The picture is similar in the European universities.  In France the student uprising in 1968 changed the University.  It brought students and teachers closer together and had a catalytic effect on the pedagogic relationship since more weight was assigned to the student in the exchange too.  With E. Faure’s law in 1969 students participated actively at all levels of governance. (Prost 1997: 150-152).  As far as the British universities are concerned, Moodie and Eustace wrote in 1974: “it is indisputable that the century has witnessed a substantial move towards internal academic self-governance in all major areas of decision making” (cited by Lapworth 2004: 300).

The things then changed.  The change is gradual and after the 1980s, accelerates.  This is reflected, among other things, at a linguistic level.  “The term ‘management’, notes G. Lockwood, “was not part of the cultural vocabulary of the university in 1945 except to describe a process or method of organization alien to a public institution as opposed to a business firm. The university was governed and administered but not managed. The history of the internal organization and culture of the university since the war is reflected in the gradual acceptance of the applicability of the term ‘management’ to the processes of decision-implementation within the university. Broadly, ‘administration’ was the characteristic term until the early 1970s, with ‘governance’ having a phase of dominance in the late 1960s and again in the 1990s. ‘Management’ began to feature in the literature and conference papers in the 1960s. Its acceptability and usage within the university came in the 1970s, firstly as a reaction to the student-led wave of concentration upon the politics of governance as the focus of internal organization in the late 1960s, secondly under the impact upon universities of the oil-inflation-inspired world economic crises of the mid-1970s” (Lockwood 2011: 124). Finally, the term ‘management’ began to be widely used after 1985 in parallel with the acceptance and use of the term managerialism (Lockwood 2011:125).  The change in language touches the people of the university too.  In the past we talked more about an academic community, its members, its constituents. Today we talk about stakeholders or consumers (Bolland 2005: 2009).

The changes in the terminology express the changing ideological framework.  Does all this have any effect on the governance of higher education?  In his well-known study, Burton Clark distinguishes four types of university in terms of possession of power and the exercise of governance: the continental mode (a combination of Faculty guild and State bureaucracy) the British mode (a combination of Faculty guilds with a modest amount of influence from institutional trustees and administrators), the American Mode (“like the British has combined beloved faculty forms with institutional leadership and administration but in comparison with the British faculty rule has been weaker and the influence of trustees and administrators stronger” and the Japanese mode (a mixture of the American and continental mode) (Clark 1983: 125-130).
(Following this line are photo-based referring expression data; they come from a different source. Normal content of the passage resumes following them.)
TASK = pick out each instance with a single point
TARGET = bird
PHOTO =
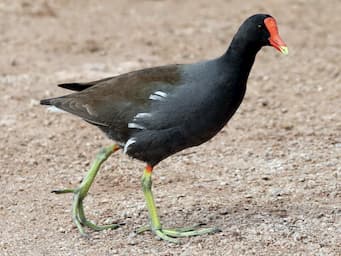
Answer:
(156, 112)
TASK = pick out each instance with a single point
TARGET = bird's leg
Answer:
(81, 192)
(155, 224)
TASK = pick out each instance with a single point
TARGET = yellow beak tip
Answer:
(284, 50)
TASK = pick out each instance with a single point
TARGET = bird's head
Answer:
(261, 29)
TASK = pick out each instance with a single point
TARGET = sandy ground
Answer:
(270, 179)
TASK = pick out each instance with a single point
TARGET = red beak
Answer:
(275, 40)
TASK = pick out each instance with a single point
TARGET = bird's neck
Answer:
(241, 54)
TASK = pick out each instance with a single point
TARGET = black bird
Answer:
(156, 112)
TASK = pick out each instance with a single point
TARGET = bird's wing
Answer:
(114, 102)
Since the publication of Clark’s typology, much has changed. Tertiary education has been further massified, public funding has been reduced. Its reduction led the universities into economic straights and pushed them to seek funds from other sources. “According to McPerson et al.”, writes J. Duderstadt, referring to the American Universities, “from 1990 to 2009 states have reduced their funding per enrolled student by an average of 35%, totaling more than $15 billion each year nationally (Duderstadt 2014: 8). To address the problem and its consequences concerning notably the future of the American research universities the National Academy of Science and Engineering and the Institute of Medicine have after a request made by Congress in 2010, formed a committee made up of distinguished researchers.  In 2012 the committee reached 10 recommendations. The second refers to funding.  “The states should strive to restore appropriations for higher education to levels that allow public research universities to operate at world-class levels, while providing them with greater autonomy to enable them to compete strategically and respond with ability to new opportunities” (Duderstadt 2014: 8).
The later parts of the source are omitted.